Father De Smet now turned his attention to planting an establishment among the Kalispels of the Bay, this last word being then applied to a great bend in Clark's Fork of the Columbia river some forty miles above its mouth. To this reduction the name St. Ignatius was given. It was Father De Smet's intention to visit the Flathead mission that fall and as the season was far advanced it was necessary for him to set out at once. He stopped for a time at the new mission, the Sacred Heart, among the Coeur d'Alènes, and then continued his journey. It was the 19th of November and winter in the mountains was already so far advanced that he could not get through.

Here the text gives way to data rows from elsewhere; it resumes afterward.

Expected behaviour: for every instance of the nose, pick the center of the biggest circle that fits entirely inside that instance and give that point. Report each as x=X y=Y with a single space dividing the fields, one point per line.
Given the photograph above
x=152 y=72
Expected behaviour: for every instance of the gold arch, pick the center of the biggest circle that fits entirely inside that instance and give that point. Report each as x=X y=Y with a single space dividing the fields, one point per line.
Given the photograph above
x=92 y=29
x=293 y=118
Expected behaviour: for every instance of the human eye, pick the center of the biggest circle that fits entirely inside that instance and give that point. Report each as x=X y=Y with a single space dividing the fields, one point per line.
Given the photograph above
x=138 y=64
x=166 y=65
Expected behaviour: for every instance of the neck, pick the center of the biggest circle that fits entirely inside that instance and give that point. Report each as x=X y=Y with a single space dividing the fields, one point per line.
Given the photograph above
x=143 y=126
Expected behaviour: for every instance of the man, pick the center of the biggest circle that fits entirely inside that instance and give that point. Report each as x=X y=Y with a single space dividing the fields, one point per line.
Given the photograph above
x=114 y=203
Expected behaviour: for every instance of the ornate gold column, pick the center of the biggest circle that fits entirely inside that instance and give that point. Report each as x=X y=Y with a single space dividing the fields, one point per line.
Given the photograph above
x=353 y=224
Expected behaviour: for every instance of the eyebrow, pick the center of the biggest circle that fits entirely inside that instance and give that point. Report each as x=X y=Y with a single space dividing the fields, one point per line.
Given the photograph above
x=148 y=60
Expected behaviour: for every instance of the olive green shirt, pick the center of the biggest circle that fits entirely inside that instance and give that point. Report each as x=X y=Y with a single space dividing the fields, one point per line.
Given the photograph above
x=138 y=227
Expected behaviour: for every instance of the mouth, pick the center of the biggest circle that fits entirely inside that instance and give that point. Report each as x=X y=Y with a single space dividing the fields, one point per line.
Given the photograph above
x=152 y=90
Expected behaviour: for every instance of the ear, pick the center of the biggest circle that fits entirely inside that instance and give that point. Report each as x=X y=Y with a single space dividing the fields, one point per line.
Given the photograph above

After several attempts, he was compelled to return and he passed the winter among the Kalispels of the Bay.
Early in February, 1845, while the snow was yet deep on the ground, Father De Smet started for St. Mary's, thinking he could make the journey and return before the spring melting should come. In this he was successful, and he got back to the Bay just as the snow-melting had well begun. After helping start the new buildings for this establishment, he went to Fort Vancouver and the Willamette for further supplies. With eleven horses laden with implements and provisions he soon started back to the upper country, and on his way established two new stations - one at Kettle Falls and the other at Lake de Boey.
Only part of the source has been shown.